Federico Suárez le lanzó una mirada indiferente al pequeñajo.
En el fondo, se sentía molesto.
En su momento, después de que Anaís Cárdenas diera a luz, la familia Cárdenas insistió en que se casara.
Por supuesto, Federico se había negado rotundamente.
Al mismo tiempo, le dio a Anaís la oportunidad de llevarse la custodia.
Pero fue Anaís quien renunció a ella, insistiendo en que el niño debía criarse en la familia Suárez.
Federico no criaba al niño él mismo, sino que lo dejaba en la mansión familiar.
Por lo general, quienes pasaban más tiempo con él eran Doña Elvira y Daniela, no él.
El propio Federico no sabría explicarlo bien.
Simplemente, nunca había sentido una conexión cercana con este hijo.
Especialmente después de que todos sus intentos de enseñarle a no abusar de su poder y a no hablar siempre de dinero resultaran inútiles.
—Benjamín Suárez, ¿qué está pasando contigo? ¿No habíamos acordado que solo subirías a comprar algo y nos iríamos?
Estaba hablando cuando, de pronto, escuchó una vocecita preguntar:
—¿Eres su papá?
Federico bajó la mirada.
Y vio que detrás de Benjamín había una niña pequeña.
Era verdaderamente preciosa.
Apenas le llegaba a la altura de la pantorrilla y llevaba un chonguito en la cabeza.
Tenía un flequillo suave sobre la frente y dos adorables mechones rizados a los lados.
Sus ojos eran grandes, redondos y estaban un poco rojos, haciéndola parecer un conejito.

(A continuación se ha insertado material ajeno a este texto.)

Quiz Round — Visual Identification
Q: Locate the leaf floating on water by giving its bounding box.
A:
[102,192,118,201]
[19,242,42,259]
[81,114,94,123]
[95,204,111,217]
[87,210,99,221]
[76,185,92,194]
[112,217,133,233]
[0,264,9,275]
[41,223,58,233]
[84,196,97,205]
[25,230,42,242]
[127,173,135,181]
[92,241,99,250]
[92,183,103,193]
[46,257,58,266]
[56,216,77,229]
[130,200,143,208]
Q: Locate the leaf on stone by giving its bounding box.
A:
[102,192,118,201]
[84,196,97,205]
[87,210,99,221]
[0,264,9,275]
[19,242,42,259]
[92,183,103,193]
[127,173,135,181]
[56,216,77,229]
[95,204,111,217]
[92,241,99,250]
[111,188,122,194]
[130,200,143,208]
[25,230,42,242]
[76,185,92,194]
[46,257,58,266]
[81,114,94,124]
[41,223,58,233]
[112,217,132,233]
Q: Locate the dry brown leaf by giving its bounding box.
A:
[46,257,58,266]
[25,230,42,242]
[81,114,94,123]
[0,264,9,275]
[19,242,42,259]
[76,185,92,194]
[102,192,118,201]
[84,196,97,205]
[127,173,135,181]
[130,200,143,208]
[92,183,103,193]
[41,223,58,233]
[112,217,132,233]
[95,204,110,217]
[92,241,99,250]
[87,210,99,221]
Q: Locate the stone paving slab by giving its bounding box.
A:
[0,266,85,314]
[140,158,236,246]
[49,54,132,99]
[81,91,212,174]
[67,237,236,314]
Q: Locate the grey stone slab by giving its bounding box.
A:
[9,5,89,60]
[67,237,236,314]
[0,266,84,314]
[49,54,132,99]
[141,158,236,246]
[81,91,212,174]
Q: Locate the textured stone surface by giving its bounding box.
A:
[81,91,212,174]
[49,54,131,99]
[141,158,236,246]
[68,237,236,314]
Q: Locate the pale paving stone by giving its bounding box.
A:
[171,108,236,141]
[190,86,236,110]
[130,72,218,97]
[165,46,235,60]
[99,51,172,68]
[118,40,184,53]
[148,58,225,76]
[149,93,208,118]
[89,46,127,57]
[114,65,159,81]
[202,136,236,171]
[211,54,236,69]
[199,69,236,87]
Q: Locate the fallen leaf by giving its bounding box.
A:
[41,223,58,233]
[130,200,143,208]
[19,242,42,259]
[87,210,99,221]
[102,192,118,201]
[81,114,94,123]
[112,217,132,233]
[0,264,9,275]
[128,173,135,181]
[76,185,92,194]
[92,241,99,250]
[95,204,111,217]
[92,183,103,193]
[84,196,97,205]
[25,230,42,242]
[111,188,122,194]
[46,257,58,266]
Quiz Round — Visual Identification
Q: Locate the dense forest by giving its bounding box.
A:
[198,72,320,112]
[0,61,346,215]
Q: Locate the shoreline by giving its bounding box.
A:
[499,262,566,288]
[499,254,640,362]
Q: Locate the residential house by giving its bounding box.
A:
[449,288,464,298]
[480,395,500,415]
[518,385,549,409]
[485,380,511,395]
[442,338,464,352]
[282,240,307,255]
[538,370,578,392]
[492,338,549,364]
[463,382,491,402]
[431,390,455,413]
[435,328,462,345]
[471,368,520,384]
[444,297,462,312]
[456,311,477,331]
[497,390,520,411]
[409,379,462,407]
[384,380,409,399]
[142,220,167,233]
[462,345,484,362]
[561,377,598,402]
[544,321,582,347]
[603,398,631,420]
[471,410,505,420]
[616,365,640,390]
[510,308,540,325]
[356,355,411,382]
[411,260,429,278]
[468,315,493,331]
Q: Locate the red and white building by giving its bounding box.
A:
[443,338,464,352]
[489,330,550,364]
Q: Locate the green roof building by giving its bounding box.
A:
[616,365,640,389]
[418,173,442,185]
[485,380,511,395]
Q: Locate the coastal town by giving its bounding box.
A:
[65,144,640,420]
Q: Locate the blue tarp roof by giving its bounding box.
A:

Su forma de hablar era dulce y tierna.
A Federico le pareció algo muy extraño.
Normalmente no le gustaban las criaturas pequeñas y tiernas.
Pero al ver a la niña, no pudo evitar suavizar su voz.
—Sí, lo soy.
Federico era tan alto que Dora tuvo que levantar mucho la cabeza para verlo.
Tanto que le dolió el cuellito.
—Tu bebé no hizo fila hace un rato, tiene que pedir perdón.
Federico, al ver a aquella pequeña criatura esforzándose tanto por hablarle,
no pudo evitar agacharse para quedar a su altura.
Sus palabras le dieron un poco de risa.
¿Tu bebé? ¿Qué clase de expresión rara era esa?
Seguramente en su casa la mimaban mucho y siempre la llamaban bebé, bebé.
Federico no se puso a regañar a Benjamín sin saber qué había pasado; en cambio, miró a Daniela.